Home Support system Bipartisan plan to build youth prison near Milwaukee and shut down Lincoln Hills now in jeopardy

Bipartisan plan to build youth prison near Milwaukee and shut down Lincoln Hills now in jeopardy


MADISON, Wis. (CBS 58) – A bipartisan bill to close a troubled youth prison and build a new one near Milwaukee is now in jeopardy despite lawmakers on both sides signaling support for the plan.

Momentum was building after the state Senate voted unanimously Tuesday (33-0) in favor of a bill to close Lincoln Hills and build a new facility in Milwaukee County. This would allow the state to borrow $41.8 million to fund a juvenile facility near Milwaukee in an effort to bring young people closer to their support system.

It was the next step towards closing the troubled youth prison that became the center of controversy in 2018.

However, the proposal likely died after Assembly Speaker Robin Vos expressed concerns about borrowing money before the location of the detention center was finalized.

“It’s very difficult for us to say we’re going to pass a bill with a lot of money without a site for it,” Vos said.

Democrats were frustrated because Republicans, including Vos, unanimously backed legislation to shut down the youth prison in 2018.

State Rep. Evan Goyke, (D-Milwaukee), said Vos’s resistance to holding a vote on the bill is an example of “why people hate politics.”

“There is one person who opposes this being done and that is Chairman Robin Vos,” said state Rep. Evan Goyke (D-Milwaukee). “That’s why people hate politics right now. There’s no opposition, nobody’s saying don’t do this. It’s all about re-election politics and the two parties are unable to work together. ”

The location of the facility and its cost have stalled closure for years. The Evers administration has not decided on a location, but is considering the Felmers O. Chaney Correctional Center. Some supporters oppose closing Felmers Chaneywhich is used to help inmates prepare to re-enter the workforce.

Vos faulted Governor Evers for not coming up with a detailed plan on closing the detention center to eventually achieve his goal of building smaller regional facilities across the state.

State Sen. Lena Taylor, (D-Milwaukee), said it was ‘hogwash’ for the president to criticize the Evers administration, noting the Legislature must act first before plans are not finalized.

“[Vos] has blocked funding for the duration of this project and the administration cannot do anything until the legislature approves the money,” Taylor said.

A spokeswoman for Evers said in a statement, “It is the height of hypocrisy for Republicans to blame anyone but themselves for not shutting down Lincoln Hills after rejecting repeatedly the efforts of Governor Evers and our administration to do so.”


In 2018, lawmakers voted to close Lincoln Hills and Copper Lake after both establishments faced criminal investigations for allegations of child abuse and neglect.

The original closing deadline was set for January 2021, but lawmakers eventually realized they couldn’t commit to it due to a lack of funding for the project.

Governor Tony Evers signed an extension in 2019 to close youth prisons by July 2021, but later acknowledged that was not a realistic deadline.

Since then, Evers has offered funding in the last two budgets to replace Lincoln Hills, but Republicans have rejected his request.

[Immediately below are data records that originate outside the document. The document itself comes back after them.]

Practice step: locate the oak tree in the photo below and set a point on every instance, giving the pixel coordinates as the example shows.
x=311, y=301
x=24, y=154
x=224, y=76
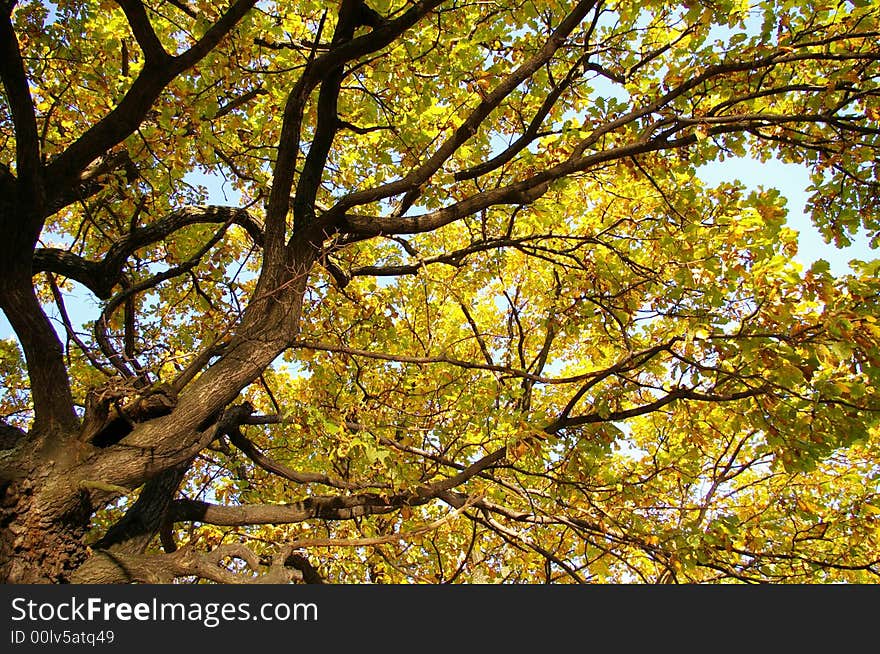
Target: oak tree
x=468, y=314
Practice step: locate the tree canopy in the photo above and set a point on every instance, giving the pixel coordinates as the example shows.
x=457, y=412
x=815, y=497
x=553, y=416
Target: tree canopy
x=469, y=313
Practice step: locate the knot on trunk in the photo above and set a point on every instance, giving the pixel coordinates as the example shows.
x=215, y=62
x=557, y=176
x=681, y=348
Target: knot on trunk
x=114, y=409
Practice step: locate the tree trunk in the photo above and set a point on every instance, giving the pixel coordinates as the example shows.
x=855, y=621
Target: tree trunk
x=51, y=481
x=43, y=519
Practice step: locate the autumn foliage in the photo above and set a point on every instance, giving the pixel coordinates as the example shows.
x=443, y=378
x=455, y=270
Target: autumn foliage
x=468, y=312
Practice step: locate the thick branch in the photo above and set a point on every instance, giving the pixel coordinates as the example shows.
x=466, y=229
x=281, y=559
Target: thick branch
x=132, y=109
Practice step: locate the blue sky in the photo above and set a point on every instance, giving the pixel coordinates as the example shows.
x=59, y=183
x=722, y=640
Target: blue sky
x=791, y=179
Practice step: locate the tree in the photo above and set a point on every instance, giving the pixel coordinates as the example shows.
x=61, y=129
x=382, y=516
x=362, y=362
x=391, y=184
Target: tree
x=470, y=313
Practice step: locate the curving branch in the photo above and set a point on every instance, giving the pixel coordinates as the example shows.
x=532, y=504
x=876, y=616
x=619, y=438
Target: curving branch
x=101, y=277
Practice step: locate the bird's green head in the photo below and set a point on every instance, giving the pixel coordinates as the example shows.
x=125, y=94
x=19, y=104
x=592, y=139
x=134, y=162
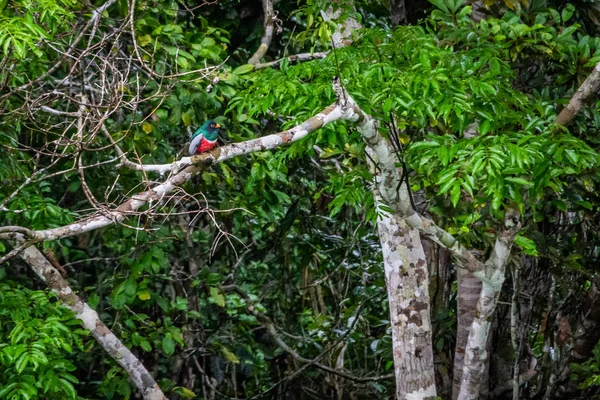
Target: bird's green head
x=210, y=130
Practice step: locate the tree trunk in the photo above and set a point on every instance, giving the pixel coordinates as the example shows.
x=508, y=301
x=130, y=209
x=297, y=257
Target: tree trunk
x=492, y=277
x=407, y=282
x=398, y=12
x=469, y=290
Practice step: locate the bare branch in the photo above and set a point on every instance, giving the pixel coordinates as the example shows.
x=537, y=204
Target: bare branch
x=295, y=58
x=586, y=91
x=186, y=171
x=138, y=374
x=268, y=324
x=269, y=25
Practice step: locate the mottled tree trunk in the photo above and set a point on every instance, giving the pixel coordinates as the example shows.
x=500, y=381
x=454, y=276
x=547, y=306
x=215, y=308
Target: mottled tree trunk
x=398, y=12
x=407, y=282
x=492, y=277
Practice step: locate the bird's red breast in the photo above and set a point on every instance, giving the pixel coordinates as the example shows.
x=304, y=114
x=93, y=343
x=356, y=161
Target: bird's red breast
x=205, y=145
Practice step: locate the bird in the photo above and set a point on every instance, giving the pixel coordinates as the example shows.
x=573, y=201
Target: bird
x=205, y=138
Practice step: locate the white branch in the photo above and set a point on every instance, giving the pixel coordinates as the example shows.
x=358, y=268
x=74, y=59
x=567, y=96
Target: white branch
x=138, y=374
x=188, y=167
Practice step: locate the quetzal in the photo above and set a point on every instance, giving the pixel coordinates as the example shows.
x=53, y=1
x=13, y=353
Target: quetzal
x=205, y=138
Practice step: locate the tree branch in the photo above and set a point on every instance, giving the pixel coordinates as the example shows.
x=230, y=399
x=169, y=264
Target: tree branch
x=272, y=330
x=138, y=374
x=186, y=171
x=586, y=91
x=265, y=42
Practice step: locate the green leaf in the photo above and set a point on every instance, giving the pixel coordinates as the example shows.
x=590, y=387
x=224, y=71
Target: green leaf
x=455, y=194
x=527, y=245
x=518, y=181
x=229, y=356
x=217, y=297
x=168, y=344
x=567, y=12
x=243, y=69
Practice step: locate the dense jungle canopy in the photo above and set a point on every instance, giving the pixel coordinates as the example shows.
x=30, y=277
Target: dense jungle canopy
x=402, y=201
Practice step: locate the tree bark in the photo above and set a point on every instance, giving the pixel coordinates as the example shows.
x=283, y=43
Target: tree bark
x=138, y=374
x=269, y=24
x=492, y=277
x=407, y=283
x=586, y=91
x=398, y=12
x=469, y=290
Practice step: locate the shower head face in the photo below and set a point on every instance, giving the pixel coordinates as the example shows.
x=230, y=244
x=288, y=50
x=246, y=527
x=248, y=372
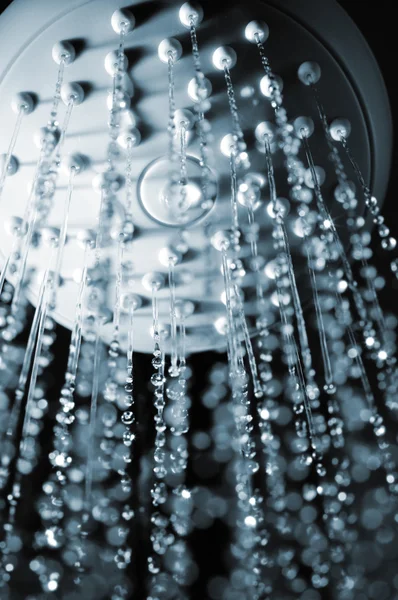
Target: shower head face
x=30, y=67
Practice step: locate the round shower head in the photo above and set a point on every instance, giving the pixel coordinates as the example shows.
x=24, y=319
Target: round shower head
x=297, y=35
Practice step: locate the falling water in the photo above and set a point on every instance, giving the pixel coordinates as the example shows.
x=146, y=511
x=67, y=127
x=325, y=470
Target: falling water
x=26, y=365
x=11, y=147
x=159, y=494
x=343, y=179
x=172, y=109
x=4, y=272
x=62, y=238
x=329, y=383
x=254, y=253
x=231, y=330
x=183, y=171
x=300, y=398
x=234, y=203
x=237, y=128
x=93, y=415
x=13, y=498
x=173, y=369
x=311, y=387
x=202, y=95
x=258, y=392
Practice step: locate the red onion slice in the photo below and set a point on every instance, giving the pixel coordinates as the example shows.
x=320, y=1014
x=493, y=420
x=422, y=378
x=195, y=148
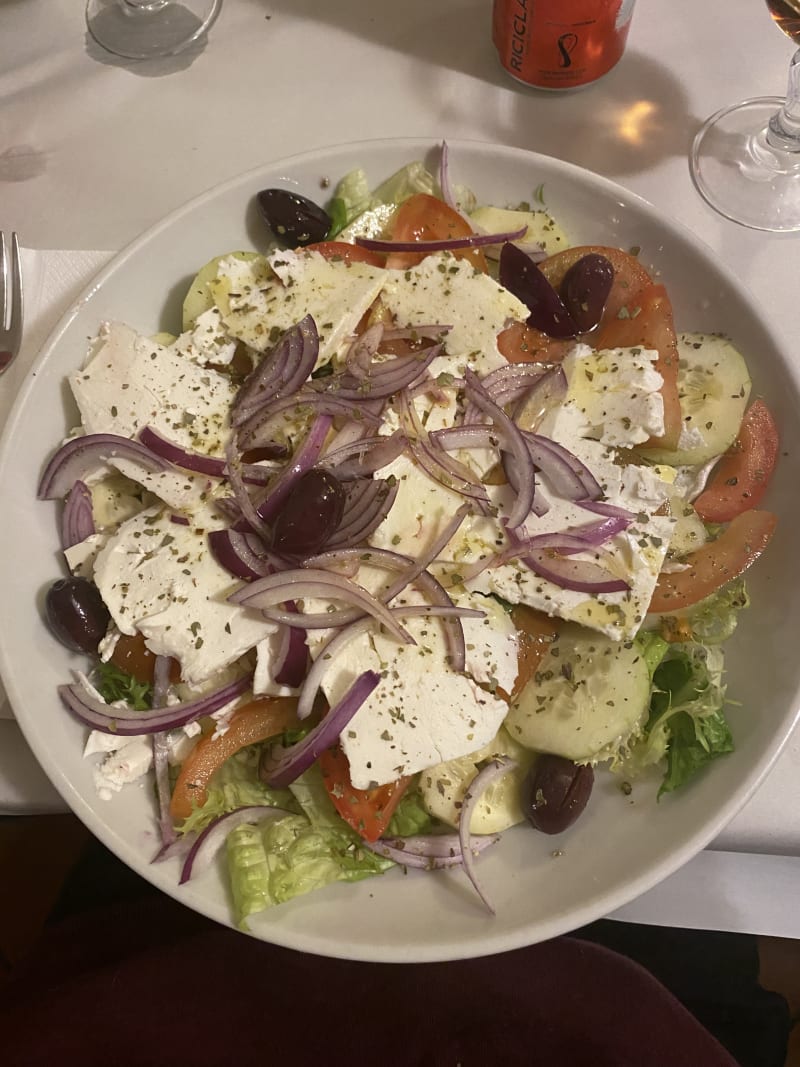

In 2018, the state agreed to pay more than $25 million in settlements after scores of miners were left in solitary confinement for weeks, sprayed with pepper spray and, in some cases, seriously injured.

The criminal investigation in the detention centers ended in 2019 without any charges.

This resulted in a court-appointed monitor frequently traveling to Lincoln Hills and Copper Lake to review conditions.

Latest reports have shown improvements.

the last report published this month showed physical improvements to the building and the renovation of a new recreational space for staff and young people.

The supervisor noted concerns from some minors, including complaints about the food and the lack of consistency in the rules.